Saturday, 31 March 2012

Book Review: REVOLUTION (The Year I Fell in Love and went to Join the War) BY DEB OLIN UNFERTH

Genre:  Memoir
Published:  Henry Holt  (Feb 2011)
Source:  Publishers
My Rating:  7/10

About the Book:

REVOLUTION tells the funny and poignant story of the year the author ran away from college with her idealistic boyfriend and followed him to Nicaragua to join the Sandinistas.
Despite their earnest commitment to a myriad of revolutionary causes and to each other, Deb and her boyfriend find themselves unwanted, unhelpful, and unprepared as they bop around Central America, looking for "revolution jobs." 
The year is 1987, a turning point in the Cold War, although the world doesn’t know it yet, especially not Unferth and her fiancé (he proposes on a roadside in El Salvador).   
But years later the trip remains fixed in her mind and she finally goes back to Nicaragua to try to make sense of it all.  Unferth’s heartbreaking and hilarious memoir perfectly captures the youthful search for meaning, and is an absorbing rumination on what happens to a country and its people after the revolution is over.

In 1987 Deb and her boyfriend George decide that their main ambition was to help the revolution, they had wanted to go to Cuba but didn't know how to get there as it was illegal.

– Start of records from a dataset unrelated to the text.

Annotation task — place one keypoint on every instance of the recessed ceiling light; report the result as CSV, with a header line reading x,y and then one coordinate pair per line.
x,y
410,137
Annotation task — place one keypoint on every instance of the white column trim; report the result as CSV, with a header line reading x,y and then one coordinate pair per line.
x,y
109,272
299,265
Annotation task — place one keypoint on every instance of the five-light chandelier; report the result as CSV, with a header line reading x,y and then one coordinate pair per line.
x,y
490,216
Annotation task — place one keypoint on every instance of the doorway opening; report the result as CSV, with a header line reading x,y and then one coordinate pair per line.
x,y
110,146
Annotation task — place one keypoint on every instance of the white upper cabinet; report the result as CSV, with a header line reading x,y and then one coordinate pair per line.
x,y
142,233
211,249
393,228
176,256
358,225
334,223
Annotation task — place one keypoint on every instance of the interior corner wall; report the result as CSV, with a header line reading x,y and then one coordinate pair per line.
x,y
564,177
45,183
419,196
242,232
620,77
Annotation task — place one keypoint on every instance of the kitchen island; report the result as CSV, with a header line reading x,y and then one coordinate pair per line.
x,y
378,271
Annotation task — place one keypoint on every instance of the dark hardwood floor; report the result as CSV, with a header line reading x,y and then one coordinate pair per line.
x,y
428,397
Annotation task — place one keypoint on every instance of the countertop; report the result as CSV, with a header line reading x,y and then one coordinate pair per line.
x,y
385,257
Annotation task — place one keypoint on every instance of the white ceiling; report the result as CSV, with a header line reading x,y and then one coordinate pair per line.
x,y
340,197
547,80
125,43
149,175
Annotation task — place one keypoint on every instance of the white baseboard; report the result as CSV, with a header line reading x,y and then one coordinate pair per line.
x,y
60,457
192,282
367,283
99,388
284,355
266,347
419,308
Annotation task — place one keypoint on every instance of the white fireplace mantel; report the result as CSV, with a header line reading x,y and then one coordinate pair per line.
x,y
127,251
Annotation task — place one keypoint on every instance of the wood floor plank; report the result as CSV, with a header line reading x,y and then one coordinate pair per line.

George didn't believe in paying bills, it was a principle with him, corporations were evil and rich, he didn't care about money, possessions, sleep or food....Deb found this attractive and thought he was a genius....thus she followed him around South America even though she hated it -

I saw suddenly that this was all a game for me.  The Christianity, the running away, the marrying.  I was going along with it, but I didn't mean it , and I didn't like fact I hated it.  I hated not eating enough, hated my dirty clothes, hated San Salvador, hated George in some way because he'd brought me here and because I knew he meant all of it.

They wanted 'revolution jobs' but few people wanted to hire them.  They travelled to El Salvador where they helped at (and got fired from) an orphanage - in Nicaragua their visas ran out and, as they weren't working for the revolution, they couldn't renew it - then on to Costa Rica and Panama.

They got sick and sicker, got robbed several times, ran out of money, and Deb and George gradually drifted apart.

This is a book of anecdotes, I found the writing simple and easy, though it was all over the place sometimes, with short chapters.

It was light-hearted in parts, sad in others, for me it wasn't a page-turner, it was interesting but not engrossing.

Special Thanks to the publishers for sending it to me.